COVID-19, like terrible diseases before it, has hit some of our cities badly. But cities fight back with science-based interventions and mobilized, creative people and usually with the support of higher levels of government and global community. Indeed, fighting the cholera epidemic decimating 19th-century London led to the creation of epidemiology and the engineering marvels of the sewage system.
Out of these past struggles with disease has come new ways to keep us safe and the deep insight that human health is fundamentally linked to the environment, including how we build our cities.
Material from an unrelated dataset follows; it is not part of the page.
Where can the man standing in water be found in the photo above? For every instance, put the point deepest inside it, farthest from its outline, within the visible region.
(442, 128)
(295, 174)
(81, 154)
The novel coronavirus is reteaching us this insight. It has exposed our social protection networks as frail. An army of vulnerable workers provides services such as food deliveries to the elderly, waste pick-up and transit that are deeply essential but not valued enough in how we have structured our economy. Indeed, often the same communities where many of these workers live are disproportionately unprotected and bear greater public health burdens than others. Inadequate social protection is a risk multiplier and our poorer neighborhoods are the least protected from environmental damage.
COVID-19 is also showing us that many of the steps cities are taking to reduce emissions and support human health are also important for resiliency in a pandemic. Cycling in cities practicing social distancing has increased. Cyclists deliver critical medicines and groceries to people in need, and more people are now using this mode as a way to travel safely in cities; Bogota, Colombia created 47 miles of an entirely new ad hoc bike network practically overnight. The virus has reinforced how valuable cycling is, and how much more we could do to create safe cycling infrastructure.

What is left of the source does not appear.